Pour les motifs précédents ajoutés à ceux des premiers juges, aucune faute propre à caractériser des actes de concurrence déloyale n'étant retenue, le jugement déféré doit être confirmé en toutes ses dispositions.

Les sociétés appelantes ont usé de la voie d'appel sans abus. En revanche, il serait inéquitable de laisser à la charge des intimés la totalité des frais irrépétibles par eux exposés en cause d'appel.

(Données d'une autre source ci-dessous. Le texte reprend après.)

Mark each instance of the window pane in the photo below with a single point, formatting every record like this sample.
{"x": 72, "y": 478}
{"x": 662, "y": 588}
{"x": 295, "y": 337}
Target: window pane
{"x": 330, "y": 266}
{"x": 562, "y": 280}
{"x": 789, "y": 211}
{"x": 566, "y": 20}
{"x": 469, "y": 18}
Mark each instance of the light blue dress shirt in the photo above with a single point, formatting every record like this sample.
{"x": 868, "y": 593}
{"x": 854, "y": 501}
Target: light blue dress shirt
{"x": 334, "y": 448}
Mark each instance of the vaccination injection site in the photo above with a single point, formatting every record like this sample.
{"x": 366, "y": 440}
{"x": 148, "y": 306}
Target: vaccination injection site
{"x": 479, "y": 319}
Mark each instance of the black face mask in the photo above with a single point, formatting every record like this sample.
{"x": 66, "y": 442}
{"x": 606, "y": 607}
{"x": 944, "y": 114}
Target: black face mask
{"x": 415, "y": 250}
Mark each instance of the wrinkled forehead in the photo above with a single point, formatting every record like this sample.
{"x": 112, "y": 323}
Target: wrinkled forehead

Par ces motifs, LA COUR, statuant publiquement et contradictoirement, Donne acte aux sociétés Sodifac, Supersac et Codifac du désistement de leur appel à l'encontre de Leila Kahoul, Ornella Guartieri, Marie-Madeleine Decottignies, Viviane Delplanque, Serge Feron, Didier Thiriez, Bernard Dubois et Pierre Devilder, Condamne les sociétés Sodifac, Supersac et Codifac à payer aux susnommés la somme globale de 2 500 F à titre d'indemnité pour frais irrépétibles, Confirme le jugement déféré en toutes ses dispositions, Condamne les sociétés Sodifac, Supersac et Codifac à payer à la société Housses Auto DBS, à Henri Devilder, Jean-François Breuvart, Jean Guy Sobocki et Gilbert Thonin la somme globale de 2 500 F à titre d'indemnité pour frais irrépétibles, Condamne les sociétés Sodifac, Supersac et Codifac aux dépens d'appel qui pourront être recouvrés par la SCP Masurel-Thery, avoués dans les conditions prévues à l'article 699 du nouveau Code de procédure civile.